Faites-nous le résumé de vos activités menées durant le week-end à Kolda…

Ce week-end, l’activité phare, c’était le Forum des jeunes sur l’agriculture et l’emploi. Comment fixer les jeunes dans nos terroirs. Un thème extrêmement important. Je salue l’initiative du Conseil régional de la jeunesse et remercie tous les gens qui ont participé à la réussite de ce forum qui a refusé du monde pendant 48 heures. Je n’étais pas là le vendredi pour des raisons de service, mais j’ai pu faire la clôture et j’ai mesuré l’engouement qui a entouré cette manifestation. Je remercie tous les participants. Je peux dire que ç’a été l’activité principale de mon séjour durant ce week-end ici.

Ecouter les jeunes, prendre leurs préoccupations, voir comment le ministère de l’Agriculture, avec tous ses démembrements, peut les accompagner pour qu’ils réussissent dans leurs terroirs et éviter qu’ils ne soient tentés par des aventures qui sont devenues dangereuses, comme tout le monde le sait.

Le constat est que les jeunes ne veulent pas rester dans l’agriculture. A votre avis, pourquoi ?

Evidemment, les jeunes ne veulent pas rester dans l’agriculture. Parce qu’on a toujours compris que l’agriculture est réservée aux pauvres, c’est-à-dire le paysan ou la personne qui habite loin des centres-villes. Ça, c’est dû aussi au fait que le monde rural n’est pas attractif. Parce que les commodités de base n’y sont pas développées. C’est pour cela qu’il faut saluer la politique du président de la République, Macky Sall, le Plan Sénégal émergent (Pse) qui a mis en place des outils que j’appelle des ‘’ascenseurs sociaux pour le monde rural’’. Je veux parler du Programme d’urgence de développement communautaire (Pudc), du Programme d’urgence de modernisation des axes et territoires frontaliers (Puma) et d’autres projets qui ont pour objectif de mettre à niveau le monde rural en termes d’infrastructure.
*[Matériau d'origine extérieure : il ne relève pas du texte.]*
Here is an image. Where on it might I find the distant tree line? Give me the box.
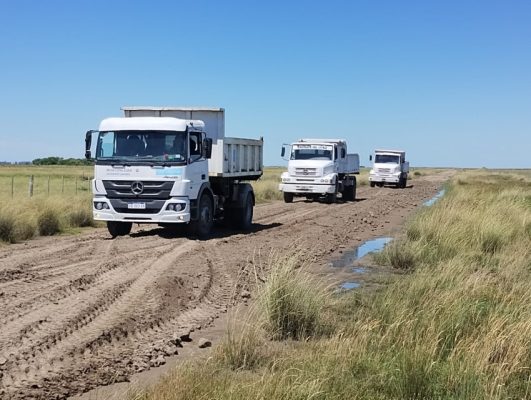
[32,157,93,166]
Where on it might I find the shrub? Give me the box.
[0,214,16,243]
[68,208,94,227]
[13,220,36,241]
[38,209,61,236]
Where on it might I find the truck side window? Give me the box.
[189,132,202,161]
[341,148,346,158]
[334,147,338,160]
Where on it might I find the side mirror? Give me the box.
[203,138,213,159]
[85,130,96,159]
[281,147,285,157]
[369,155,373,161]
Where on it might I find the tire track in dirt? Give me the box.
[2,240,196,397]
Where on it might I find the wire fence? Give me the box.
[0,175,93,198]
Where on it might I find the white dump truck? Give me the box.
[369,149,409,188]
[279,139,360,203]
[85,107,263,238]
Parce que, vous savez, ce n’est pas le nom des villes qui fait que les gens sont en ville. C’est certaines commodités de base, à savoir l’école, la santé, l’électricité, le fait de pouvoir circuler, etc. Si on met ces commodités de base dans le monde rural, je pense que les jeunes pourront rester et savoir qu’en étant un jeune agriculteur, ce n’est pas très compliqué de gagner ici en Casamance 1 200 000 F l’année, c'est-à-dire l’équivalent de 100 mille francs par mois.

Comment l’agriculture peut aider à réduire le chômage des jeunes ?

L’agriculture peut aider à réduire le chômage des jeunes de la façon suivante : Il faut que les jeunes se convainquent qu’on peut être dans l’agriculture et avoir un niveau de vie comparable à un fonctionnaire de la ville. A ce titre, nous avons maintenant beaucoup de modèles.

Il y a des modèles sur la ceinture périurbaine de Kolda, avec des gens qui étaient partis à l’émigration et qui sont revenus et qui réussissent dans l’agriculture. On a vu des gens, dans le bassin de l’Anambé, qui sont des agriculteurs véhiculés. On a vu qu’en même des jeunes qui habitent dans les villages de la région de Kolda et qui vivent grâce à leurs activités agricoles.

Quelles sont les opportunités à saisir dans l’agriculture ?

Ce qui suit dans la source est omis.